O delegado titular da Furtos e Roubos de Curitiba, Rubens Recalcatti, explica que uma das formas mais comuns da ação dos punguistas é se aproveitar da distração das pessoas para furtar os objetos, principalmente carteiras. Eles também podem atuar em companhia de outros elementos, inclusive mulheres. "Geralmente um dos elementos, conhecido como roupeiro, esbarra na pessoa e começa a se desculpar, distraindo a vítima, enquanto os outros marginais aproveitam para praticar o roubo", comenta.

Ação semelhante acontece dentro dos ônibus coletivos. Esses ambientes, diz o delegado, acabam sendo um local propício para a ação dos punguistas. "Em veículos lotados, as pessoas geralmente nem conseguem se proteger, e é comum batedores abrirem ou até cortarem bolsas com estilete, ou roubarem carteiras que muitos insistem em levar no bolso traseiro da calça", cita. O chamado "cavalo louco" também é outro crime comum nesta época do ano. O golpe consiste em um grupo passar correndo por entre a multidão e levar bolsas e jóias sem que as pessoas tenham tempo de se proteger.

Dicas

Segundo o delegado, a atenção precisa ser redobrada nesta época do ano. Além disso, alguns cuidados básicos precisam ser tomados, como não andar com todos os documentos e cartões de crédito na bolsa. "É preciso pensar onde se vai primeiro, para decidir quais e quantos documentos serão necessários", ressalta. Recalcatti diz que é aconselhável carregar apenas a carteira de motorista e fotocópias autenticadas do RG e CPF. Quanto a pessoa for vítima de um furto ou roubo, é necessário fazer o boletim de ocorrência na polícia imediatamente. "Não importa se o que foi levado era dinheiro ou objeto de pequeno valor. É preciso fazer o boletim para a polícia ter os dados e saber onde agir", diz o delegado.

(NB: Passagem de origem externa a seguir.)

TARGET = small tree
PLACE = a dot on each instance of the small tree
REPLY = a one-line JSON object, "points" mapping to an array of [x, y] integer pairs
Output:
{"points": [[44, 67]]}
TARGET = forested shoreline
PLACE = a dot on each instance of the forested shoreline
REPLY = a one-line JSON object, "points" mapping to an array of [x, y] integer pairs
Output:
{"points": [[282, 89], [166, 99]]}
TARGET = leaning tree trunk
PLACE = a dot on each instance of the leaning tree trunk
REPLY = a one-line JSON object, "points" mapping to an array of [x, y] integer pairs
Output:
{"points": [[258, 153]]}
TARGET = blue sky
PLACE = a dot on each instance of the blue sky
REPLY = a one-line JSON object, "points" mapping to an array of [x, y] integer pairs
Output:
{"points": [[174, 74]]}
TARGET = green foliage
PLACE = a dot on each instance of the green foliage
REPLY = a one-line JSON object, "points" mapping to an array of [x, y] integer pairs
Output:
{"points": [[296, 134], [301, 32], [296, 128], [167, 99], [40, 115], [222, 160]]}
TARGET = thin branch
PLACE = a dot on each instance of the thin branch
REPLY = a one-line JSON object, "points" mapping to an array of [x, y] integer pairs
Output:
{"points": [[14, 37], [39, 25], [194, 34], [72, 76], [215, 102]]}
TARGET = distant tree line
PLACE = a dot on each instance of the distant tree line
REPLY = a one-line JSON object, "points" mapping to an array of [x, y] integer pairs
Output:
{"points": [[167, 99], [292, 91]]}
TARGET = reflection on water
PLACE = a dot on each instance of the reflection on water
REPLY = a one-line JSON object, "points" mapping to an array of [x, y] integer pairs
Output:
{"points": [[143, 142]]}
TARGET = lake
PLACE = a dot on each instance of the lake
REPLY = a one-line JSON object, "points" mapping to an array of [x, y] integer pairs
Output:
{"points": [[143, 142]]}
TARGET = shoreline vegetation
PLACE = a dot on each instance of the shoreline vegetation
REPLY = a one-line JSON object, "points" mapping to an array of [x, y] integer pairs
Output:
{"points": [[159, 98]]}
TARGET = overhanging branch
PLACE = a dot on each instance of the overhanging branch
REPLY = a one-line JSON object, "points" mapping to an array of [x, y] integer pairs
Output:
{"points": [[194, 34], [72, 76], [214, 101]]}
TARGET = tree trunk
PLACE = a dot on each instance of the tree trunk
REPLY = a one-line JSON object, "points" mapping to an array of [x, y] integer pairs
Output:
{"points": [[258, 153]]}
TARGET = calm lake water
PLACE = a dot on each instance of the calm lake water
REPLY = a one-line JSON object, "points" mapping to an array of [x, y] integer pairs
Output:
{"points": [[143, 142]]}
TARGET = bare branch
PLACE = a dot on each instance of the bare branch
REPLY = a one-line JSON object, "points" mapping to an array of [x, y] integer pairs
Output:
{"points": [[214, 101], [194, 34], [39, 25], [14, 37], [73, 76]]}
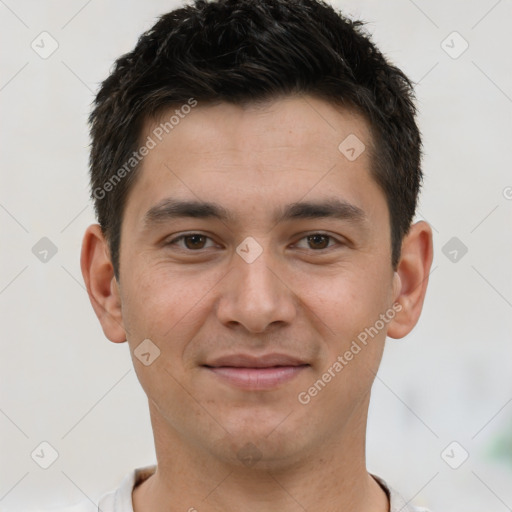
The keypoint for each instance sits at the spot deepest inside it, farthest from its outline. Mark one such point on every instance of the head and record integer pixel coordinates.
(250, 108)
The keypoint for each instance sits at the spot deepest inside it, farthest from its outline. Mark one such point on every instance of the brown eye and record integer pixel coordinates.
(191, 242)
(318, 241)
(194, 241)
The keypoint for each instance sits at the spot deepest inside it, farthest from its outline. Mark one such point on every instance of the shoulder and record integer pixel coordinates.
(396, 502)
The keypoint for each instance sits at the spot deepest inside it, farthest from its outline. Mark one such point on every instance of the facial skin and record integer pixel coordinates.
(197, 299)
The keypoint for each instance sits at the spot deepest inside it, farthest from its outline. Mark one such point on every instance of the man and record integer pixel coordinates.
(255, 167)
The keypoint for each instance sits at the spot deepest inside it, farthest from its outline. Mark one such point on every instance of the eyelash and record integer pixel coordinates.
(182, 237)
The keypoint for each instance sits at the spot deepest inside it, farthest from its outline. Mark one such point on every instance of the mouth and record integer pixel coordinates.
(256, 373)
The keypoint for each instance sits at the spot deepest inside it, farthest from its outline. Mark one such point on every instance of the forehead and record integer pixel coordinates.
(254, 156)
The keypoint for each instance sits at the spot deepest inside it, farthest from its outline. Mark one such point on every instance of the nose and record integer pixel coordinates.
(257, 294)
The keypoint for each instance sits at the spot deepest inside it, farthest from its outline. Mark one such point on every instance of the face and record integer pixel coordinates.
(257, 302)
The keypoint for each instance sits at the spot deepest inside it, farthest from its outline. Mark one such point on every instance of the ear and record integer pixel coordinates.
(101, 284)
(411, 278)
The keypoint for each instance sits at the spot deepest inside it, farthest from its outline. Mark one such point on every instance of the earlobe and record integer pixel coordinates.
(102, 287)
(411, 279)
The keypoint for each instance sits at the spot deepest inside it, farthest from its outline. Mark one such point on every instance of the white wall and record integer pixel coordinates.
(62, 382)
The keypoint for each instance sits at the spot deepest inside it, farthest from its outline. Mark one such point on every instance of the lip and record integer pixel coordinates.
(256, 373)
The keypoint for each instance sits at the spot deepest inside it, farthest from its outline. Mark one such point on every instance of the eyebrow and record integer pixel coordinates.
(170, 208)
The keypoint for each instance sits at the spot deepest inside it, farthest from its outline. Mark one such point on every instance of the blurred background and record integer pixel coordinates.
(440, 422)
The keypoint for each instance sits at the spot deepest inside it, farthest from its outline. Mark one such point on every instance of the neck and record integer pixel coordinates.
(333, 478)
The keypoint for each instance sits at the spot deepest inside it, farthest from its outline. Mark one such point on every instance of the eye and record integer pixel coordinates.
(192, 241)
(319, 241)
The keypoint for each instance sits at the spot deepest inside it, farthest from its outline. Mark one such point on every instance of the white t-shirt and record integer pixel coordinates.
(120, 500)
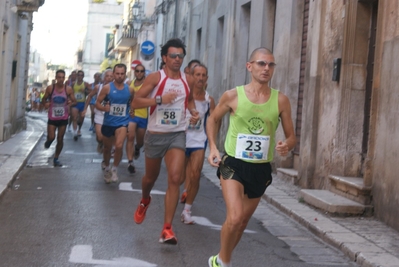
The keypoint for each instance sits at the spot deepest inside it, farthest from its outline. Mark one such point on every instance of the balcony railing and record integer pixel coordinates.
(126, 37)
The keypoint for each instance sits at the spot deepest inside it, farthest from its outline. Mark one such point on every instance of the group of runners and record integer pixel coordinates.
(173, 117)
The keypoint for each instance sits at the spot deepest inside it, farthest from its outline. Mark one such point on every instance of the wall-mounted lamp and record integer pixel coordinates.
(14, 9)
(136, 9)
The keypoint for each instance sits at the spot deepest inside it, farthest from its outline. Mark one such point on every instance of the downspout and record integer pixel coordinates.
(176, 16)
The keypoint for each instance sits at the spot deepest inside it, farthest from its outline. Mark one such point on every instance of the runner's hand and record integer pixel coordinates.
(169, 98)
(214, 158)
(194, 117)
(107, 107)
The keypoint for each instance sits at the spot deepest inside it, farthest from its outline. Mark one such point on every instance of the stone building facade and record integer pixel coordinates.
(337, 63)
(16, 27)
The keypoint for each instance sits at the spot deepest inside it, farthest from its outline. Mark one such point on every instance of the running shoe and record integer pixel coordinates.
(114, 177)
(136, 153)
(141, 210)
(103, 166)
(183, 197)
(57, 163)
(186, 217)
(47, 144)
(131, 168)
(168, 237)
(107, 176)
(100, 147)
(212, 262)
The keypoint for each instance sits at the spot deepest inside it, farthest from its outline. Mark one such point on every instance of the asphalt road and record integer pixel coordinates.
(69, 217)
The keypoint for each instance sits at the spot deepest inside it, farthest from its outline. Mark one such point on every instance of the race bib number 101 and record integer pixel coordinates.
(117, 110)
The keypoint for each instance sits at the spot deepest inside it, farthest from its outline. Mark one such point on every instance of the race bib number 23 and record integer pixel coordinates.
(252, 147)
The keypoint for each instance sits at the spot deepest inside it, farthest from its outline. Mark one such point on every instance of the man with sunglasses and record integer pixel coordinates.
(80, 88)
(168, 96)
(244, 171)
(58, 100)
(137, 124)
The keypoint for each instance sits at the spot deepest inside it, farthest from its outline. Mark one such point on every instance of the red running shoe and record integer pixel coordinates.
(168, 237)
(139, 215)
(183, 197)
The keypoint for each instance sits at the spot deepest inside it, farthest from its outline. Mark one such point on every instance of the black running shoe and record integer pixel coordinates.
(47, 144)
(131, 168)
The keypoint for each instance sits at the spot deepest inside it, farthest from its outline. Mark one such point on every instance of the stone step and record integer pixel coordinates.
(351, 188)
(288, 175)
(333, 203)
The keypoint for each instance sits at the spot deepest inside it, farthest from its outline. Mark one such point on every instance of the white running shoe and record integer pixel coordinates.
(186, 217)
(107, 176)
(103, 166)
(114, 177)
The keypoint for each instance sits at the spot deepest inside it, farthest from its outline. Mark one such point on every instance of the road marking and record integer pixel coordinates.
(205, 222)
(84, 254)
(80, 153)
(129, 187)
(197, 219)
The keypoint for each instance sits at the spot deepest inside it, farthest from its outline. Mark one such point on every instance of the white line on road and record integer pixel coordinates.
(84, 254)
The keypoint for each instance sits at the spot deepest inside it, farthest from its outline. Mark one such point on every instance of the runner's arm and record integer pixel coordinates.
(89, 97)
(70, 96)
(141, 99)
(283, 147)
(214, 121)
(101, 98)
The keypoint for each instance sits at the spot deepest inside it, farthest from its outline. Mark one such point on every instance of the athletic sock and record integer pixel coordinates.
(222, 264)
(145, 201)
(187, 207)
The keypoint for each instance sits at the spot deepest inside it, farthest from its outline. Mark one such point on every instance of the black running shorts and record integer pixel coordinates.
(255, 177)
(57, 123)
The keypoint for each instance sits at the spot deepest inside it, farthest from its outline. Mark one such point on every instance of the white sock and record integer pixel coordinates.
(187, 207)
(222, 263)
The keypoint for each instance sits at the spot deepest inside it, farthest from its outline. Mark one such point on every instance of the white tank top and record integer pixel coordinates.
(168, 118)
(99, 115)
(196, 134)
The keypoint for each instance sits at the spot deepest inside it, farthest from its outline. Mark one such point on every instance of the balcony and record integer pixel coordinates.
(29, 5)
(126, 38)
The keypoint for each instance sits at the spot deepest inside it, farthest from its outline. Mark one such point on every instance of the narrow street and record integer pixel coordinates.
(69, 217)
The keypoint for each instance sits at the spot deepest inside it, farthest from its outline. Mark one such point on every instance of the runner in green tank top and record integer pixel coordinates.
(244, 171)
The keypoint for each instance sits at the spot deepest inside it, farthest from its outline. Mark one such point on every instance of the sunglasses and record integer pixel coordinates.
(264, 63)
(175, 55)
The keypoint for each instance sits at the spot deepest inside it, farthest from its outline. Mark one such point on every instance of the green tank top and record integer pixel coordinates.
(252, 129)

Outro detalhe importante que Recalcatti destaca é que a vítima precisa tirar cópias do boletim de ocorrência e guardar definitivamente. Isso, porque os documentos roubados podem ser usados pelos marginais até dez anos depois. "Teve um caso de um senhor que estava sendo cobrado pela Prefeitura pela abertura de uma empresa que nunca teve. Ele veio até a delegacia para solicitar uma cópia do boletim. Mas infelizmente não tivemos condições de localizar. Por isso a vítima precisa guardar cópias do registro da ocorrência", orienta.